PAPR and security in OFDM-PON via optimum block dividing with dynamic key and 2D-LASM.

Abstract

An approach for peak-to-average-power ratio (PAPR) reduction and security improvement in an orthogonal frequency division multiplexing passive optical network (OFDM-PON) is proposed by using optimum block dividing with 2-dimensional logistic adjusted sine map (2D-LASM) and dynamic key assignment technique. One frame of OFDM signal can be regarded as a symbol matrix. All the divisors of length and width of matrix can be calculated out, and each divisor of length and width can be arbitrarily combined to divide the matrix into blocks. A 4D hyperchaotic system is applied to generate a cipher book for 2D-LASM. And we assign different dynamic key groups from the cipher book for 2D-LASM to encrypt different block dividing situations. Different encrypted divisor blocks can obtain different values of PAPR. The optimum dividing situation is obtained by calculating out the minimum value of PAPR (VPAPR).
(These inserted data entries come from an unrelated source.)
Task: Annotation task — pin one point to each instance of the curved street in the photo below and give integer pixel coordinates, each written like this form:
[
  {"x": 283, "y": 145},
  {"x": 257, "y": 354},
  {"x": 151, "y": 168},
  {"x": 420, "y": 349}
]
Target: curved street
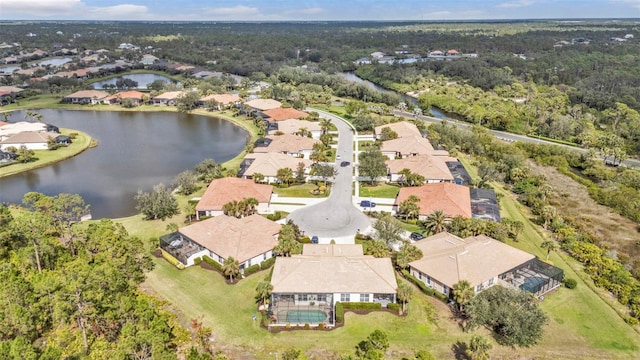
[{"x": 336, "y": 218}]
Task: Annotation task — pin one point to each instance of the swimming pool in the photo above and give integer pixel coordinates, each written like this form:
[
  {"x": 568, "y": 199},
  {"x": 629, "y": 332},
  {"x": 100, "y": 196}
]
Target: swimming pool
[{"x": 305, "y": 316}]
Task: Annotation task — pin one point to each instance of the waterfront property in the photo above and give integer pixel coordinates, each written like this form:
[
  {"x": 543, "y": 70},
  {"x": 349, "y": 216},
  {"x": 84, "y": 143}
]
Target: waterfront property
[
  {"x": 484, "y": 262},
  {"x": 306, "y": 287},
  {"x": 250, "y": 240},
  {"x": 228, "y": 189}
]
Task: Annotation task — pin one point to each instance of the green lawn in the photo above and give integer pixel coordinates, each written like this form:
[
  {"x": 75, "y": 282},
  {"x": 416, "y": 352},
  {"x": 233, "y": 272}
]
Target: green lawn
[
  {"x": 47, "y": 157},
  {"x": 302, "y": 190},
  {"x": 382, "y": 190}
]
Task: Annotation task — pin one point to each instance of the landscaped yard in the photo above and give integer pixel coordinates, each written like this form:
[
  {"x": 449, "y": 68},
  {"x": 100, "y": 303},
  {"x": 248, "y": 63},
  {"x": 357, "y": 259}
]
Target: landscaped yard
[
  {"x": 383, "y": 190},
  {"x": 302, "y": 190}
]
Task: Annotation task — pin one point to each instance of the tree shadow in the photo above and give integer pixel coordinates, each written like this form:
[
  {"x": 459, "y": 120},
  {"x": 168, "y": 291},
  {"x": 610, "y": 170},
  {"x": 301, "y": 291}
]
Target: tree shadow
[{"x": 459, "y": 350}]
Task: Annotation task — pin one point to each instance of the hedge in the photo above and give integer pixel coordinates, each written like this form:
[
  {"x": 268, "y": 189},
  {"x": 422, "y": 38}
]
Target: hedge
[
  {"x": 361, "y": 306},
  {"x": 339, "y": 313}
]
The values of optimum encryption signal (VPAPR-op), the original signal (VPAPR-or) and the optimization ratio (η) are gradually equal to 146, 269 and 1.82, respectively, with the number of quadrature amplitude modulation (QAM) symbols in each subcarrier increasing. Simulating 1000 sets of 120×200 QAM symbols, the distribution of η approximately meets the Rayleigh distribution and its central distribution is around 1.7. The processing time decreases with the number of QAM symbols increasing in each block. The performance of PAPR reduction is more than 3 dB between the secure optimum signal and the original signal. In addition, the hyper-threading technique with two algorithms is applied to improve the performance of the encryption method. They promote the processing time by 38.6% and 50%, respectively. Finally, a 22.06 Gb/s optimum encryption OFDM signal transmits through a back-to-back (BTB) system and a 25-km standard single mode fiber (SSMF). These experimental results verify that the proposed approach is a promising candidate for solving both of PAPR reduction and security improvement in access network systems.